US Can’t Find Families of 545 Detained Minors
By Sandra G. Leon
The US government can not locate the families of 545 children separated from their parents under the Trump Administration border policy that has held thousands of kids during the past three years.
A new report by the US Department of Health and Human Services (HHS) found that 545 children are still separated from their families because no one can track down the parents to determine what to do with the minors.
The US is currently running radio commercials in Mexico and throughout Central America in hopes of locating the parents. Court-appointed staff are working in Guatemala and Honduras to search for parents through public records and birth certificates.
Many of the parents were deported by Immigration and Customs Enforcement (ICE) before immigration officials could document the relationships with children held in detention centers run by HHS.

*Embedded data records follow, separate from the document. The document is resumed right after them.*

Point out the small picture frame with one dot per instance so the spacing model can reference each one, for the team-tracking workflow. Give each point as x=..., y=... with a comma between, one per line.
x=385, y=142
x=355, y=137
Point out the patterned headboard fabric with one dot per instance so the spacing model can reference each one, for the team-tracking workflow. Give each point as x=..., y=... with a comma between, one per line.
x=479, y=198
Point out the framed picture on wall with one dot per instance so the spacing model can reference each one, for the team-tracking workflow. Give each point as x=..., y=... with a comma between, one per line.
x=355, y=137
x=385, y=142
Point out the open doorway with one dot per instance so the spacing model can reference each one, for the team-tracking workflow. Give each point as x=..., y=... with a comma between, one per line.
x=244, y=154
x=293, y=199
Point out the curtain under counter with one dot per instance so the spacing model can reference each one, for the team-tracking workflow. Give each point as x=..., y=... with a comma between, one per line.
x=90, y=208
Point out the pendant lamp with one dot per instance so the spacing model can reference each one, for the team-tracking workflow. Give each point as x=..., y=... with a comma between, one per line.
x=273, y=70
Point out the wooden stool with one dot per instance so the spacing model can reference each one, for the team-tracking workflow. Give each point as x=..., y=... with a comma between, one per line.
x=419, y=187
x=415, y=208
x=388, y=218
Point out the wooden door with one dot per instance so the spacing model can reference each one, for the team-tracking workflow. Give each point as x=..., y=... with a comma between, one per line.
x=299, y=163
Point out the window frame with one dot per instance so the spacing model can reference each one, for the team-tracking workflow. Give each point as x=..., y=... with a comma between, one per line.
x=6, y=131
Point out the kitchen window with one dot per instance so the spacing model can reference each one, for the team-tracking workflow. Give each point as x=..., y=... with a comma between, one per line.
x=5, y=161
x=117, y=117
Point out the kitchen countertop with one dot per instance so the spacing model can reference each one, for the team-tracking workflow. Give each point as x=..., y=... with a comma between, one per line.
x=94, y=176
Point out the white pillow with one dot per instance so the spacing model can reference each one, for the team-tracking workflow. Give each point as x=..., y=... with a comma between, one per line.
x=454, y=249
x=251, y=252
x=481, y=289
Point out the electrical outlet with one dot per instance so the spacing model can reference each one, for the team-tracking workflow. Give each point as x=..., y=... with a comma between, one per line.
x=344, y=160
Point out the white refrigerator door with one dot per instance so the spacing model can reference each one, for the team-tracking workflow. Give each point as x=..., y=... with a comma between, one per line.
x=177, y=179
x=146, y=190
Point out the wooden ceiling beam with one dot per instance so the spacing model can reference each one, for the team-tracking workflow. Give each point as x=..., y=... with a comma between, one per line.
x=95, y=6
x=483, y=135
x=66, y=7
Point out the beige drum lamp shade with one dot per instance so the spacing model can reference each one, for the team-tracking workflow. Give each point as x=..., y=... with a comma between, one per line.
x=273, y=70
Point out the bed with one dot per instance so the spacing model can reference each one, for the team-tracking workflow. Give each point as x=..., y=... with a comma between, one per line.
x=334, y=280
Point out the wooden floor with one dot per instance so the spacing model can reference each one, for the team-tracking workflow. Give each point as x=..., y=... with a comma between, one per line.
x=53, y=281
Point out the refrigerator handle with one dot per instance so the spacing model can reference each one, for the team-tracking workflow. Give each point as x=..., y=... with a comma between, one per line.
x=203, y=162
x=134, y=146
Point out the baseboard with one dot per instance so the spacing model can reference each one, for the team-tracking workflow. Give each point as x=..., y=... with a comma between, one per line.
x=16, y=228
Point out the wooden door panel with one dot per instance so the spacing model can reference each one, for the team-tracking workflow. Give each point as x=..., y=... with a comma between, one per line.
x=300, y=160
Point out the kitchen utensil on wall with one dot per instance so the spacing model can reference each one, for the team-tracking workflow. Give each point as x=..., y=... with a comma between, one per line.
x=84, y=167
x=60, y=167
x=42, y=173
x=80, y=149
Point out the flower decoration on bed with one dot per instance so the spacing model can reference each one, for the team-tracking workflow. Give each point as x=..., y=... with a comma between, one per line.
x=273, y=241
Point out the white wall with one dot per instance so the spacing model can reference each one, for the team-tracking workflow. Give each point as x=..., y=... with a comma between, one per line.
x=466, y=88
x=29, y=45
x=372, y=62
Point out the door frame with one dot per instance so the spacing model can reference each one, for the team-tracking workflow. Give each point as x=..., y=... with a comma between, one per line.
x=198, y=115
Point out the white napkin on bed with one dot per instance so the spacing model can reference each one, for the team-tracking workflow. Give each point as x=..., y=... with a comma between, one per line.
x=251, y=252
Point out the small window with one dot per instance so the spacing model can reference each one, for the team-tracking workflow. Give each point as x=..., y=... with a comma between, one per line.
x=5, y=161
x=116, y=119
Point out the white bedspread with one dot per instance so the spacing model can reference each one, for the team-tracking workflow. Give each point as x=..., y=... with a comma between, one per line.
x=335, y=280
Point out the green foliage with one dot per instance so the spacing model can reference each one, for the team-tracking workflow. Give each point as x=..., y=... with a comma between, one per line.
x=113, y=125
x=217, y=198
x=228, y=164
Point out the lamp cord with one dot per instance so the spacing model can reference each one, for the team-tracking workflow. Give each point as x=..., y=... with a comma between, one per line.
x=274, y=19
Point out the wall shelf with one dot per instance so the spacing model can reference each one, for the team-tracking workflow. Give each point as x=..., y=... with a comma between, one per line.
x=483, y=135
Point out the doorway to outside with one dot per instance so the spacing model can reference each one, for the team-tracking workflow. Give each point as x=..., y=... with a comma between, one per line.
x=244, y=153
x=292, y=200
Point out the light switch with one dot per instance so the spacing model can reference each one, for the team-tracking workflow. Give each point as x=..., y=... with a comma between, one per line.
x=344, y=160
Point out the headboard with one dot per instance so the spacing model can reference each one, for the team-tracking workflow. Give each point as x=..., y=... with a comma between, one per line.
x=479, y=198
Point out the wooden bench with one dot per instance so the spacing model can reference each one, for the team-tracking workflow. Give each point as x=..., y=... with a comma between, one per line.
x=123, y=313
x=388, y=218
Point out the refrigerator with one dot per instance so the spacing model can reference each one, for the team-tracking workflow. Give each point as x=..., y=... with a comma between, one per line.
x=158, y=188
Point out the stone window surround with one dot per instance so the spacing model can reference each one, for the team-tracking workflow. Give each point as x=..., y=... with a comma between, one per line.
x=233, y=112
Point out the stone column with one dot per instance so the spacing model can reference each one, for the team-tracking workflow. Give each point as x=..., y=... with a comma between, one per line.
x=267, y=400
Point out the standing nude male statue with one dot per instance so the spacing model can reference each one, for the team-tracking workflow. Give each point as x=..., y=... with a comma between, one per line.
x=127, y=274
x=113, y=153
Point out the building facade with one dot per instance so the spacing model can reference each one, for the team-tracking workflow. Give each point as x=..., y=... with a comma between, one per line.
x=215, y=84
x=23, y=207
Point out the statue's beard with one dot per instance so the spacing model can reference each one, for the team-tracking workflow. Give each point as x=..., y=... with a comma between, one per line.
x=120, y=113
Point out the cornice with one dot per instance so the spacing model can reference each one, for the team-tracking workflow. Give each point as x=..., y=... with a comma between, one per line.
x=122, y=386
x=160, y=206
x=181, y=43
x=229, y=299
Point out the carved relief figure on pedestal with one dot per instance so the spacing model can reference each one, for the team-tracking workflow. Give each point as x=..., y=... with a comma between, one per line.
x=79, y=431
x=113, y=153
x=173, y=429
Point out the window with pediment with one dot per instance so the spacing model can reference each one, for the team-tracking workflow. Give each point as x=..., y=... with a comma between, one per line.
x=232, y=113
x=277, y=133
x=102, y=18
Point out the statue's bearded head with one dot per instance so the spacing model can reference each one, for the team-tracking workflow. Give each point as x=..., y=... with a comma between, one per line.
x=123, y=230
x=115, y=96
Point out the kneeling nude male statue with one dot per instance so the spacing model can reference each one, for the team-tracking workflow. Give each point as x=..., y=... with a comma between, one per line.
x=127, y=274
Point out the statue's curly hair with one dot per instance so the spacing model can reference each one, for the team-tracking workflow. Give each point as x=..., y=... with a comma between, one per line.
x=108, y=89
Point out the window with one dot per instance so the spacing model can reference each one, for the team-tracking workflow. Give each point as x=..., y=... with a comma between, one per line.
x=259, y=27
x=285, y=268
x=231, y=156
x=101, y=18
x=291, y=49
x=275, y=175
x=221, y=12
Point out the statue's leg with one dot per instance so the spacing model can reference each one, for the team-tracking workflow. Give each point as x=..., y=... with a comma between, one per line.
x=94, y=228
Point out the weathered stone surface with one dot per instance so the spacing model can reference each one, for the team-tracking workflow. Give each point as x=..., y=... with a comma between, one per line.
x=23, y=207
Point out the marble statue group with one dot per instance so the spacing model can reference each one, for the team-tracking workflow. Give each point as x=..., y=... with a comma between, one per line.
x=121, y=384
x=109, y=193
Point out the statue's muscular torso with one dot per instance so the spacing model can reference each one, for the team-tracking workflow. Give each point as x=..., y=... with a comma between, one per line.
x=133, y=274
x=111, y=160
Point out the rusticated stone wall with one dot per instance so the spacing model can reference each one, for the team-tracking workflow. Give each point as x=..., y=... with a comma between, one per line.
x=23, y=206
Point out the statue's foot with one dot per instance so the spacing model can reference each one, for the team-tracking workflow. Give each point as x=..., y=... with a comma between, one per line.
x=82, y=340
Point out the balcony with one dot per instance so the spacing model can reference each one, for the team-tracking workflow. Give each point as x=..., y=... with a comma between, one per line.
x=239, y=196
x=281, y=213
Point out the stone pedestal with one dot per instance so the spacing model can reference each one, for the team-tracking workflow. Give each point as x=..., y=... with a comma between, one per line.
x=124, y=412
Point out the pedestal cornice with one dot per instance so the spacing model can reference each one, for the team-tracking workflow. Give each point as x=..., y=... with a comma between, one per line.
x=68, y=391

Now, up to three years later, many of the parents have returned to their native countries and either moved to other cities or were left homeless and in refugee camps that are unsafe. Thousands of refugees have reported being assaulted, raped, and extorted for money while staying in camps either awaiting asylum hearings in the US or after being deported back to their country.
Thousands of children were separated from their parents under a zero-tolerance policy started by Trump in 2017. Parents were processed and held by ICE while minors were held in detention centers controlled by HHS and run by private companies. Immigration and child advocates complained of the treatment of the minors after many were found to be held in overcrowded facilities, with some children sleeping on concrete floors.
Although hundred of minors were eventually reunited with parents or immediate family members, some families have still not been located. HHS has not said what will happen to minors who cannot be successfully reunited with relatives. These children are not US Citizens.